I speak decent conversational Italian ... just as long as my interlocutors do not speak it back to me. If they do, I'm reduced to blank stares, inaudible gibbering, and wild gesticulation with my hands. In other words (English words, thank God) my Italian can just about be understood but I cannot understand other people's.
Consequently, my definition of "conversational" is clearly open to debate; a debate best conducted in German since only the Germans have a word for my peculiarly double-Dutch approach to defining the meaning of words: Schittenfraze. At least that's what I think the word is. To be honest, I've never heard any Germans actually say "schittenfraze," but then I don't claim to speak conversational German so it's unlikely that I would.
My conversational Spanish is also poor. In fact, the only Spanish I know is the Spanish for "tilting at windmills," an expression that will get you absolutely nowhere at a hotel, restaurant, sightseeing attraction, or beach. It might get you a loan copy of Don Quixote from Biblioteca Pública Municipal Iván de Vargas in Madrid, but that great novel won't be particularly useful if what you really want is directions to the Prado.
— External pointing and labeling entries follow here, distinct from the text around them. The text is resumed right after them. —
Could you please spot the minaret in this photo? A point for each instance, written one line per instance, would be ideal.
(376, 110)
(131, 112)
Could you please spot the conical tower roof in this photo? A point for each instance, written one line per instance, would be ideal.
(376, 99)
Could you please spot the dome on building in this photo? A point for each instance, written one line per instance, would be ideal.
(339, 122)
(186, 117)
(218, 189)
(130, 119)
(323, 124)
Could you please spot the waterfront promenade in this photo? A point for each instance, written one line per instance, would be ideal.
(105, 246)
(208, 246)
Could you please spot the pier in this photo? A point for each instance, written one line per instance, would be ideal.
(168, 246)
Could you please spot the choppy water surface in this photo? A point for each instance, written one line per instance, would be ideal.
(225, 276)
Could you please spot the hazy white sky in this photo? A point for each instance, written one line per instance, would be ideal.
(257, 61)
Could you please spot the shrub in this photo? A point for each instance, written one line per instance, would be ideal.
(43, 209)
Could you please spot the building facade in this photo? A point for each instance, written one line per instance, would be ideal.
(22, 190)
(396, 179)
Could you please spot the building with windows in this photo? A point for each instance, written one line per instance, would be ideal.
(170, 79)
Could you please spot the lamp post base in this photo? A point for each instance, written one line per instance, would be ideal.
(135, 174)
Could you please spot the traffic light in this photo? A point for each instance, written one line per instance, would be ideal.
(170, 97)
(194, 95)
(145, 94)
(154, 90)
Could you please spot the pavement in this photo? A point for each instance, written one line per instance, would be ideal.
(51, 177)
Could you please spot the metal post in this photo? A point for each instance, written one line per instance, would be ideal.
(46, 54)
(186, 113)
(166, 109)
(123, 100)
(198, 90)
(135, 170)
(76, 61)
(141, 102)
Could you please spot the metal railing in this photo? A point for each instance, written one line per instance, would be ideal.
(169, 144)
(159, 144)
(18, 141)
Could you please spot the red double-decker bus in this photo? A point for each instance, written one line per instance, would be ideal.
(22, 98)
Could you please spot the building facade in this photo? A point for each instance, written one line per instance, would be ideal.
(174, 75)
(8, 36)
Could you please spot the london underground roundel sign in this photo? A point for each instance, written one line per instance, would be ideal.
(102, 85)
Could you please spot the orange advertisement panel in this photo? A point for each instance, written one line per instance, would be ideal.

All of which generally leaves me speaking conversational English when I travel abroad. Not only can I be understood, but thanks to the excellent linguistic skill of most Europeans in service positions, I can also understand.
Unless, of course, I happen to say "The towels provided feel like sandpaper," which concierges never understand for some reason, even though the sentence is said so often in European hotels you'd think it would be included in most hospitality phrasebooks.